HELEN MONEY- “Atomic”Alison Chesley è una violoncellista e compositrice che nel corso della sua carriera ha collaborato con vari artisti quali Sleep, Neurosis, Bob Mould e gli Earth con i quali fu possibile vederla in azione negli ultimi concerti tenuti in Italia. Quando agisce in solitudine è solita adottare il nome di Helen Money. La sua formazione è nell’ambito classico, ma la traiettoria non ortodossa della carriera dice molto sia dell’ampiezza che del tono della sua musica.

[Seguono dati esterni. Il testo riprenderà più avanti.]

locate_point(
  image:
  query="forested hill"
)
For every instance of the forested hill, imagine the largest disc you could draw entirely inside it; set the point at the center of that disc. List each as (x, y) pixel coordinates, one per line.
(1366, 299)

Il nuovo “Atomic” è stato realizzato con la mente ancora piena della morte di entrambi i genitori, nel periodo in cui sono diventati molto stretti i rapporti con i famigliari e con gli amici e si è trovata a riflettere sulle connessioni esistenti con la natura che ci circonda. Il risultato è un album intenso e ricco di passione tormentata, forse il migliore della sua carriera.
Undici tracce strumentali si susseguono con il violoncello grande protagonista in quanto usato in tutti i modi possibili e pensabili, ma accompagnato da arpa, dal piano, da batterie digitali, dall’elettronica modulare del compagno d’avventura Will Thomas, strumenti che rendono il sound più ricco ed interessante.

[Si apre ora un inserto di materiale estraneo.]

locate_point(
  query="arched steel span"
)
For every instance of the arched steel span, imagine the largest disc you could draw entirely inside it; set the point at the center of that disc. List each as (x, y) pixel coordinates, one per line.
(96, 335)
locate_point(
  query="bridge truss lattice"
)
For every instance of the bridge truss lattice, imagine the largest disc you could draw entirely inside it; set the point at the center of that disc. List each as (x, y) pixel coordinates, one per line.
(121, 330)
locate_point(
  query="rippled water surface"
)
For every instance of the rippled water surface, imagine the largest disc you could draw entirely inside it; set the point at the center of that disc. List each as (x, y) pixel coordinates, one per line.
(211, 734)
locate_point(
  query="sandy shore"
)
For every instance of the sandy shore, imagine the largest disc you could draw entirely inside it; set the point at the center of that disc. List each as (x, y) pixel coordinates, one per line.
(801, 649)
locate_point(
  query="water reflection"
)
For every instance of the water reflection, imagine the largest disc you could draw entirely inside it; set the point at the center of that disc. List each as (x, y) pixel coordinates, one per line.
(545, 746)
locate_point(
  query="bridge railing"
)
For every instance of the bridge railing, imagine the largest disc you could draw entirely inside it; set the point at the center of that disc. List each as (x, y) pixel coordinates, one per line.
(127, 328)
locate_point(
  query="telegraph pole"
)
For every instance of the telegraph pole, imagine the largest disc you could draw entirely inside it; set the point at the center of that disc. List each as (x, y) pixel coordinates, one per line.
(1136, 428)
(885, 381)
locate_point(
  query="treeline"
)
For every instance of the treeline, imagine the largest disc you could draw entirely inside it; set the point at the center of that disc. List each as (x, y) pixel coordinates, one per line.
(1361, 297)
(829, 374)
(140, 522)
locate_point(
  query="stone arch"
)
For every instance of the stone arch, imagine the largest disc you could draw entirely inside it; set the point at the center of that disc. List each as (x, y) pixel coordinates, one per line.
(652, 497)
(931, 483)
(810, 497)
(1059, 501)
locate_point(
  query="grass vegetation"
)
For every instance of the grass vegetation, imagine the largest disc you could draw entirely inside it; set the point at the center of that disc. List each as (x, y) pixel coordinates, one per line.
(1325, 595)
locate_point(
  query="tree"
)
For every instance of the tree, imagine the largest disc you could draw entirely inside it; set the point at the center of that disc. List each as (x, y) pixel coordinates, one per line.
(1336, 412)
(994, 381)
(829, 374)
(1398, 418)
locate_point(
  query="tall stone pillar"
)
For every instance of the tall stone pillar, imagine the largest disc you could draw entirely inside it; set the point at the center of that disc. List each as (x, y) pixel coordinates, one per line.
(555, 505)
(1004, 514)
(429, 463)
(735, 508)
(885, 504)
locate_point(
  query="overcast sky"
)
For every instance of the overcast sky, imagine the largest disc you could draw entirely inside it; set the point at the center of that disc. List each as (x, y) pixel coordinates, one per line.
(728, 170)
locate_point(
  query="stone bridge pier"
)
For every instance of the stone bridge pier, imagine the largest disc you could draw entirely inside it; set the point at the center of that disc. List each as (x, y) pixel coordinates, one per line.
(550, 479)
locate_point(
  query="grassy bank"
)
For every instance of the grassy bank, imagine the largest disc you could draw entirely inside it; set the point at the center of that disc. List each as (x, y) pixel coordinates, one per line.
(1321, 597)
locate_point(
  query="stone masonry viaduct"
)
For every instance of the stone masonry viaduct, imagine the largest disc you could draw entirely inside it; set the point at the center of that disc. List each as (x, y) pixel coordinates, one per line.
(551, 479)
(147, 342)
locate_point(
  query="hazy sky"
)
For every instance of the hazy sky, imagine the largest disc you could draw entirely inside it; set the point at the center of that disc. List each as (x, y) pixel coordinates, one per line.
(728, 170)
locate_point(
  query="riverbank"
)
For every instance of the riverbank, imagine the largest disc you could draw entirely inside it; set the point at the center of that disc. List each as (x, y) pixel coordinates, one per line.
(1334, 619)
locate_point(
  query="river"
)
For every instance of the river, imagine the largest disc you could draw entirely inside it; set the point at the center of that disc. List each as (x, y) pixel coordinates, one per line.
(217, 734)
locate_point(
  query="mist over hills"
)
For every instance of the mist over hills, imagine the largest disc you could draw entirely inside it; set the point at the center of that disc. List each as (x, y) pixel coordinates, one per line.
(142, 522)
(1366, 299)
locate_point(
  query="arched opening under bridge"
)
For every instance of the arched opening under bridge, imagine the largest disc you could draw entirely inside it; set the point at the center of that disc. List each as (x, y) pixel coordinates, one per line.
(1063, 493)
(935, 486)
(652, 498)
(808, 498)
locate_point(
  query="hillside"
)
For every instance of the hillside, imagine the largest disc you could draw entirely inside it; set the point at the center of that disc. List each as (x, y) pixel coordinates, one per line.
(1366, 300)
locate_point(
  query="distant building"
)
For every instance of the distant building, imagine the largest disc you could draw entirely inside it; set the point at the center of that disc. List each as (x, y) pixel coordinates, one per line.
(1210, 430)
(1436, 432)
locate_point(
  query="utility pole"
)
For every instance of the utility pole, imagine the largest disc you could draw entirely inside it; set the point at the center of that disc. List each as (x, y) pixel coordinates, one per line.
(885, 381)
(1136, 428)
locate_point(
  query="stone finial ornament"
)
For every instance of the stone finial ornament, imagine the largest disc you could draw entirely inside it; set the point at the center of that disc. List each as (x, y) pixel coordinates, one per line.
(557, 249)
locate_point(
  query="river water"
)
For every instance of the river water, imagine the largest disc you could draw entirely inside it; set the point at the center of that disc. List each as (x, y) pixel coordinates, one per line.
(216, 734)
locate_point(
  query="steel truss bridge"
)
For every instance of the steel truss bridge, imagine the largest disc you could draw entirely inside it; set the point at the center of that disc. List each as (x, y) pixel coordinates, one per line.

La decostruzione del dolore è un cammino che inizia con il magnifico brano “Midnight”. Si tratta di musica cameristica con una sensazione percepita di “fine del mondo”. In “Something Holy” occorre una certa predisposizione all’ascolto di sonorità strazianti, a tratti disturbanti, ma immersive e profondamente meditative, create da drones e feedback. Nonostante la quiete apparente, “Understory” è percorsa da una tensione in crescendo, dal punto di vista sonoro espressa da una distorsione sempre sul punto di esplodere. Deflagrazione che avviene in “Nemesis” che si spinge oltre i confini del noise.
Come potete sentire tutto lo scibile musicale conosciuto dalla Chesley è stato posto in essere, in aggiunta si assiste al post-rock di “Coil” e al bellissimo paesaggio acustico di “Coppe”.
Quasi alla fine del percorso si ha il piacere di imbattersi in una traccia di meravigliosa tristezza, “Redshift”, in cui è meraviglioso sprofondare per un’esperienza di desolata malinconia.
Opera di grande bellezza, ma non per tutte le orecchie!!!